Tuesday 22 March 2011

Wishing you a Happy Iranian New Year

Sorry if this column seems a bit patchy but I am still recovering from the New Year celebrations. Persian New Year, that is, which started yesterday.

You might have thought you’d seen it all, what with the fireworks on Hogmanay and those Chinese shimmying down Stowell Street under a paper dragon last month (no cracks about how the Year of the Rabbit may affect the one child policy, please). But in fact you still have plenty of time to book a flight to Thailand to have water slung all over you in celebration of their new year on April 13, if that is your sort of thing.

You have missed the Iranian opportunity, though. We went to the pub, drank beer and ate pork scratchings, which seemed strangely out of tune with the Islamic Republic to me, but what do I know? I only married into it.

Not yet two, and washing down his pork scratchings with gin Note to Social Services: this is a JOKE

My wife said that we also needed to mark the occasion by putting on our table seven things whose names all began with “S”. These would help to ensure a year of plenty and happiness. So I did what I thought was a great job with sugar, Shake ‘n’ Vac and so on, until she gave me a withering look and pointed out that they had to begin with an “S” in Persian.

Hyacinths (or “shyacinths” in Farsi, I presume) were an important part of this mix, but sadly Mrs Hann had forgotten to buy any. She claimed it did not matter too much because she had forgotten last year, too. But then, as I pointed out, the cat died. Maybe I shouldn’t keep putting off making that appointment for an angiogram, as my consultant recommended several weeks ago.

It’s the start of 1390 in Iran, so at least they won’t have so far to travel when the West sets about bombing the place back into the Stone Age, as it no doubt will once the current little local difficulties in Libya and the like have all been settled. I looked up what was happening in England in 1390 for comparative purposes, but it seems to have been a rather dull year.

Though in Scotland, the well-known King Robert II dropped off the perch and was succeeded by his equally famous son, Robert III.

That is much the smooth way that the Gadaffis expected things to work out, I imagine, until the fickle West turned on them at the weekend. It must be very confusing being a crazed dictator. One minute you’re quietly starving or murdering your people, squirreling billions into your offshore bank accounts and being feted by the likes of Tony Blair and Gordon Brown. And the next moment your old pals are firing rockets at you.

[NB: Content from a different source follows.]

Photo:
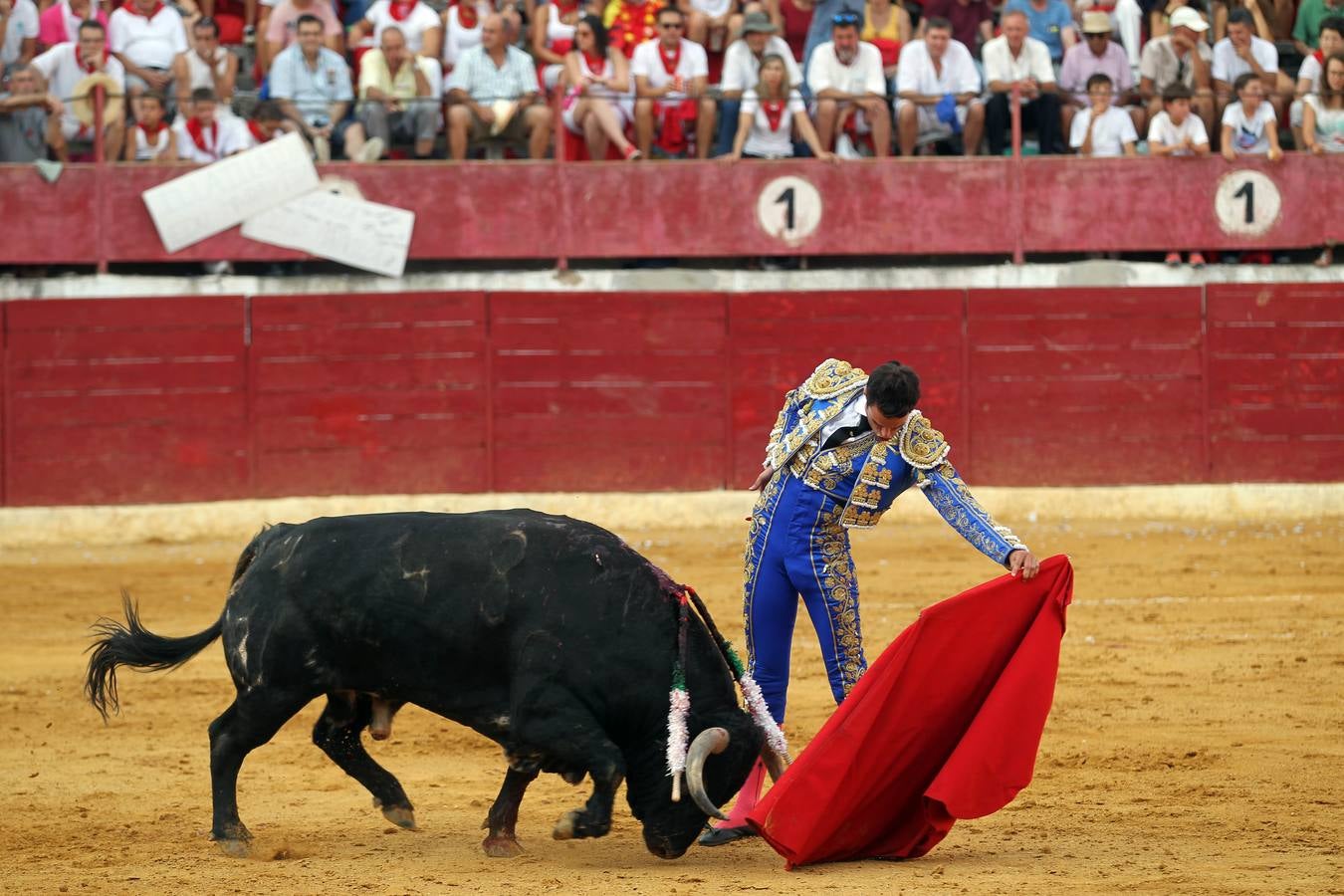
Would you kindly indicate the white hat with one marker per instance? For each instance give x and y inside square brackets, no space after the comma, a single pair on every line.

Unless you’re Robert Mugabe, say, and are inconveniently far from European air bases and don’t happen to be sitting on a huge great pool of oil.

Personally I am a great fan of non-involvement. Just so long as the bloodshed does not spread to Tyneside, I’d be quite content for the Iraqis, Afghans, Libyans, Bahrainis, Iranians etc to be left to work things out for themselves. One of the few definite advantages of having the ever-wet Liberal Democrats in Government seemed to be the likelihood that they would put a hand-wringing brake on the recent tendency of British administrations to join in gung-ho armed adventures (and you might have thought that consigning most of the arms to the scrapyard would have that effect, too).

But it would seem not. I know that bloke who was convicted of the Lockerbie bombing was in all probability an innocent fall guy, but wouldn’t it be wonderfully ironic if a stray missile landed on his house?

Though it’s much more likely to land on mine, to be realistic, thanks to those missing hyacinths. Happy 1390, everyone.


Originally published in The Journal, Newcastle upon Tyne.

1 comment:

CC said...

Nearly choked on morning coffee reading this. In my humble opinion, one of your more amusing pieces.